I walk down the steps and flip him the bird. “Then you’re one stupid motherfucker!”
10 Months Later
“Judge, Mr. McCormick is an unacceptable guardian for the child. He-”
“I’m going to cut you off right there, counselor. Looking at Ms. Cole’s file here, I would have to beg to differ,” Judge Calhoun interjects. I swallow the dry lump in my throat, my tongue sticking to the roof of my mouth. A nervous sweat breaks out on my forehead. Judge Calhoun is an older man; his hair is curly and mostly white, with a few specks of black sweeping through the back. He’s wearing rimless glasses that sit on the bridge of his nose, and he has that ‘don’t give me shi
t’ look down pat.
“Judge, i-if I m-may,” my lawyer stammers, and I give him a sideways glance. I couldn’t afford a lawyer, so I was handed this fucktard, who doesn’t seem to know what the hell he’s doing. I can’t tell if he’s trying to be bad at this, or if he just sucks outright.
“No, you may not,” the judge cuts him off. He holds up a piece of paper, tilting his head back to look through his glasses. “Lindsay Cole, two counts of theft, illegal substances, assault,” Judge Calhoun rambles onward, reading my record of all the unlawful incidents I’ve been pegged for over time. How does he have that shit on me? He sighs and swipes his glasses off his face, narrowing his eyes at me like I’m the Devil. “She has a rap sheet a mile long. As for the father, he’s as clean as a whistle. I think I would be doing this child a favor taking the mother out of the picture.” I gasp with dread and pull on my lawyer’s arm. My ears ring, and I feel like I may faint.
“How does he know about those things? All of it happened when I was underage,” I whisper in disbelief. “You have to do something!” My lawyer has a look of ignorance written on his face, like he’s in above his head, and my mouth pops open. I’m dumbfounded at how stupid he is for a fucking lawyer.

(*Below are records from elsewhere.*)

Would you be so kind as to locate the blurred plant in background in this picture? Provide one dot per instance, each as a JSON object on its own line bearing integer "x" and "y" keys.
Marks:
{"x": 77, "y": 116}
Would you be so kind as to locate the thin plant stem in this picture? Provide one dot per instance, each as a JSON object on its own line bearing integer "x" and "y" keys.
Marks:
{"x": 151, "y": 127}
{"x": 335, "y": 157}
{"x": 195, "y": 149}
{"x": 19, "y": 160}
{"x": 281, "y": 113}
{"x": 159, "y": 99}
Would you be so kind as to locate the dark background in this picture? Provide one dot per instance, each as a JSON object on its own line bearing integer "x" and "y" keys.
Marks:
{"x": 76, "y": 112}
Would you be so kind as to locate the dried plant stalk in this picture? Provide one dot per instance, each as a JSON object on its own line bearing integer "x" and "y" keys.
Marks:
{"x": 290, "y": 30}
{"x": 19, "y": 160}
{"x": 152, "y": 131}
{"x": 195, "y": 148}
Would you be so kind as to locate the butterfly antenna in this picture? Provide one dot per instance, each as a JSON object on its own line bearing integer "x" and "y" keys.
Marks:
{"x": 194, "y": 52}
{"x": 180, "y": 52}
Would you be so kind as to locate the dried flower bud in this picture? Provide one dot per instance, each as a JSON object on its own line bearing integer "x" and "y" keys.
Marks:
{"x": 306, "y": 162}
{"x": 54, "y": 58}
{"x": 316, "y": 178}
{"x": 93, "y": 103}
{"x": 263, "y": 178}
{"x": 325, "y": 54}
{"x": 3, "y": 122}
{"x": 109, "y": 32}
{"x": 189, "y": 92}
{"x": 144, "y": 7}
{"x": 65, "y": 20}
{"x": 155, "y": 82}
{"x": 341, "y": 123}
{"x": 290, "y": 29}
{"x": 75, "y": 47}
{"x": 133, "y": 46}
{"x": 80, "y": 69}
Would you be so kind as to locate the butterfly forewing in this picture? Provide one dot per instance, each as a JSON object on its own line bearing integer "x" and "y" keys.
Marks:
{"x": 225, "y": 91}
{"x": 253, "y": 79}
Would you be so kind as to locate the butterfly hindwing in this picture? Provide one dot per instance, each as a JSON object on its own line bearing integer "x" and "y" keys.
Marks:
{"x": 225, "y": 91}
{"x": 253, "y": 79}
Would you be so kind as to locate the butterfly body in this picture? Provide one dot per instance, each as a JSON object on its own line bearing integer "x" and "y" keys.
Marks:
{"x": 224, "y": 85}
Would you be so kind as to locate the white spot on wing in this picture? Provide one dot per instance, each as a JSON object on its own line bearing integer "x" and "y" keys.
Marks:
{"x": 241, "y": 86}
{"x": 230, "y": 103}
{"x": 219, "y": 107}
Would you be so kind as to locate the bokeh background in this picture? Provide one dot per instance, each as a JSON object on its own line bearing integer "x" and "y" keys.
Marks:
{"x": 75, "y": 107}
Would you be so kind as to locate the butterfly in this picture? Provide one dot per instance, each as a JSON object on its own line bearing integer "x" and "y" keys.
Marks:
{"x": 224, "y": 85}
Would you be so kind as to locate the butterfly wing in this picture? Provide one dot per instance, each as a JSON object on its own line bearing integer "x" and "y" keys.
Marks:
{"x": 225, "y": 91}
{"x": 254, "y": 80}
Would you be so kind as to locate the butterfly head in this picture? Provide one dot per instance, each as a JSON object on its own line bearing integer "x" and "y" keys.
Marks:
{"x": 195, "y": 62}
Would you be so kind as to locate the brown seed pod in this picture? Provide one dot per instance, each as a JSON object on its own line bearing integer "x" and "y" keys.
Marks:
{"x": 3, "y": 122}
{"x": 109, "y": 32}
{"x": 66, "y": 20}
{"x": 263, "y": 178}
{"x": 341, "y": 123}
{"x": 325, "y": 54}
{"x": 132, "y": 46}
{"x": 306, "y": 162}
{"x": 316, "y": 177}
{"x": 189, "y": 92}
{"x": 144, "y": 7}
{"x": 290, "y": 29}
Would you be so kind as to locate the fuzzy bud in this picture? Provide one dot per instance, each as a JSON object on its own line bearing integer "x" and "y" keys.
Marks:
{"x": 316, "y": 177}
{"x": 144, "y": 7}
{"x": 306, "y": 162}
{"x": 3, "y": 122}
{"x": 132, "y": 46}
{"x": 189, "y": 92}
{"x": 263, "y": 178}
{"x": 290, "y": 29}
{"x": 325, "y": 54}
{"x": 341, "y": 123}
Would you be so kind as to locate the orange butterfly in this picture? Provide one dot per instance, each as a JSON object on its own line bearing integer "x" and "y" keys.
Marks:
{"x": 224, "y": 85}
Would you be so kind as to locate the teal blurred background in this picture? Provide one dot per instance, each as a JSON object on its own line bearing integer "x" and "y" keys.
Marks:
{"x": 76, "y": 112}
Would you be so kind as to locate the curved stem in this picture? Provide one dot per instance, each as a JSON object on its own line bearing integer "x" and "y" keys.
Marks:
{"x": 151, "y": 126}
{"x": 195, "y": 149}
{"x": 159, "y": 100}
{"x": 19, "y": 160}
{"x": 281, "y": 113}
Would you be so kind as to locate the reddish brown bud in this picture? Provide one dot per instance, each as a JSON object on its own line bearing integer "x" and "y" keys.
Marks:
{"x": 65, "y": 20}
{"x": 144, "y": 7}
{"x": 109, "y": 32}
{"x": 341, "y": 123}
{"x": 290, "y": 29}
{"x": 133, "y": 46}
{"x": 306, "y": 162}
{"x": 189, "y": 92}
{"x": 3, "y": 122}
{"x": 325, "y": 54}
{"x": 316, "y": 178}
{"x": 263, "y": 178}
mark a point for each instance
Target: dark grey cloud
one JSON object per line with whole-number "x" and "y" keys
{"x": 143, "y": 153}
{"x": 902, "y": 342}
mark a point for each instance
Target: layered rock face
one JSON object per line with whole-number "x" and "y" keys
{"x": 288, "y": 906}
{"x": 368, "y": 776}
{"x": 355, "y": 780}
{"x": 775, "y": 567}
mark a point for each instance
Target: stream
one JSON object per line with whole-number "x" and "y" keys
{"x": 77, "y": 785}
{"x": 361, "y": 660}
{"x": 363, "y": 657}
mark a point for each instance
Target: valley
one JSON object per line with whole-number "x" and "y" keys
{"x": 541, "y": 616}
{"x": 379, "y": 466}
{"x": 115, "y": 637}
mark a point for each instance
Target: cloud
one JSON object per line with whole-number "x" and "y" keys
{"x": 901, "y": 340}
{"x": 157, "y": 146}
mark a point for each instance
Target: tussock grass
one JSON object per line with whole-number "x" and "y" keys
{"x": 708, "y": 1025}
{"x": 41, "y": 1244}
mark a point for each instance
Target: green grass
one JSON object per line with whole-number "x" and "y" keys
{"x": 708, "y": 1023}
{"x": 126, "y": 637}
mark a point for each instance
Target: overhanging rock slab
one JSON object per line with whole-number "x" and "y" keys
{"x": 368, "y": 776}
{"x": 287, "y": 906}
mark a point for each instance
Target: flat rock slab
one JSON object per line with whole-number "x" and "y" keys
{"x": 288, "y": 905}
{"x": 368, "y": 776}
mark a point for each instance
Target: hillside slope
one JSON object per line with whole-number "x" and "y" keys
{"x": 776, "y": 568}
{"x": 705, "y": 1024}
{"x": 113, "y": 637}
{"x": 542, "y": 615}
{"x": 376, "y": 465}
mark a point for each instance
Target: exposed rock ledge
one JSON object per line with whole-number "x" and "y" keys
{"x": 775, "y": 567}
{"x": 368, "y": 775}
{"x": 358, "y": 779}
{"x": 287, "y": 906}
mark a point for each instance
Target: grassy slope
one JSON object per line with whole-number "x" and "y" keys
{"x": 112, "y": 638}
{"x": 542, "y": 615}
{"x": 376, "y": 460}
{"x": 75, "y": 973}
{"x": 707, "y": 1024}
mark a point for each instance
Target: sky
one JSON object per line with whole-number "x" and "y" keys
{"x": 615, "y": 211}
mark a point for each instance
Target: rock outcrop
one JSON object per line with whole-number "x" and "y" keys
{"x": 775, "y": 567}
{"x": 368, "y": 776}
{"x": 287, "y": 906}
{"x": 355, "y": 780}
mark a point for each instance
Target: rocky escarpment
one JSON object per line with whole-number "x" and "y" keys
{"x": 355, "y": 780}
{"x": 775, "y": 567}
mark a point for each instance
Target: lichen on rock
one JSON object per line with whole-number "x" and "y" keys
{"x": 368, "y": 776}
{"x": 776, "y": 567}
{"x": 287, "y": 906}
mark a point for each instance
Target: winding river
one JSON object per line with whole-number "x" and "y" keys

I avert my eyes from my lawyer and glance at Eric across the way. He’s sitting back in his chair, an arrogant smirk across his face as if he doesn’t have a care in the world. He thinks he’s going to win this, and by the way this is going, he just might. Gah! I just want to slam his face into that table. My fingernails dig into my chair with the unbearable urge to do it. He doesn’t want Piper; he just wants her so I can’t tarnish his name. He wants to prove a point his father couldn’t prove with his mother. He wants to hurt me ‘cause he knows he can. That is who he is, after all; he’s a bully and he won’t change. A little boy with a magnifying glass, and I’m the ant that was stupid enough to walk right in his line of sight.
The gavel slams, making me jump.
“I’ve made my decision. Lindsay Cole, you are denied guardianship over Piper Cole. Full custody is granted to Mr. Eric McCormick.”